Christopher Hill was concerned that if the National Science Foundation provided small-area estimates, there would be situations in which experts in R&D funding would know that the estimates are incorrect because they have local information. Slud responded that this is the case for every set of
small-area estimates. When such situations occur, they should be seen as opportunities to improve either the quality of the input data, the form of the model, or the variables included in the model. Many participants noted that model validation is an important part of the application of these techniques. Jankowski added that it would be unclear the form in which such estimates would be made publicly available.

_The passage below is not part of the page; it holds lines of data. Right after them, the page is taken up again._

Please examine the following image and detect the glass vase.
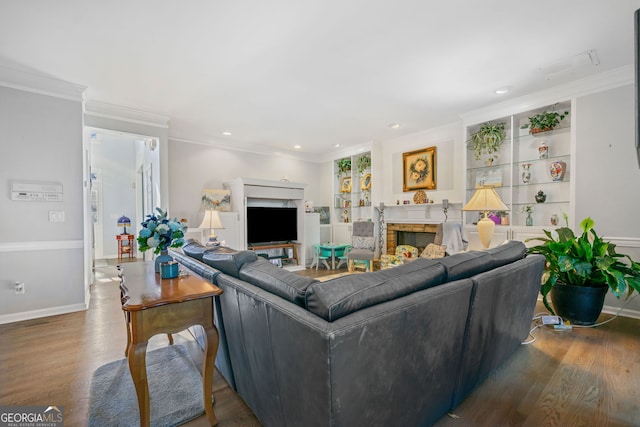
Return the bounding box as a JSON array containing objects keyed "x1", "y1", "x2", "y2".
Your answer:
[{"x1": 155, "y1": 249, "x2": 173, "y2": 273}]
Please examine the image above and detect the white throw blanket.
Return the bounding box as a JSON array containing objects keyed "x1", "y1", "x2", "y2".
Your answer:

Slud pointed out that prior to application of this methodology, it is important to explore how sensitive the results are to the model assumptions, which depends on the relative size of the sampling errors to the others that one might be able to quantify. Karen Kafadar pointed out that one advantage with this methodology is that since you get standard errors for your estimates, you can compare your estimates with ground truth and know whether they are or are not consistent.
As noted above, an issue that arose during the workshop concerned the need to better understand sources of error underlying NCSES survey and census responses. Survey data are subject to sampling error and non-sampling error, with nonsampling error often decomposed into nonresponse error and measurement error. As is almost always the case for survey estimates, NCSES does not have a complete understanding of the magnitude of nonsampling error. Several participants suggested that it would be beneficial for NCSES to investigate this topic, possibly through greater use of reinterviews or comparison of survey and census responses with administrative records (see section on STAR METRICS in Chapter 4).
In particular, several participants pointed out that it would be important to distinguish between true measurement error, that is, when the total R&D funding level is misreported, and differences in interpretation, for example, in distinguishing between what is applied research and what is development. It was suggested this issue could be addressed through the use of focus groups and other forms of cognitive research. Or a subsampling study could be carried out in which answers subject to possible definitional vagueness could be followed up and resolved. However, several participants acknowledged that such a study would be expensive and labor intensive.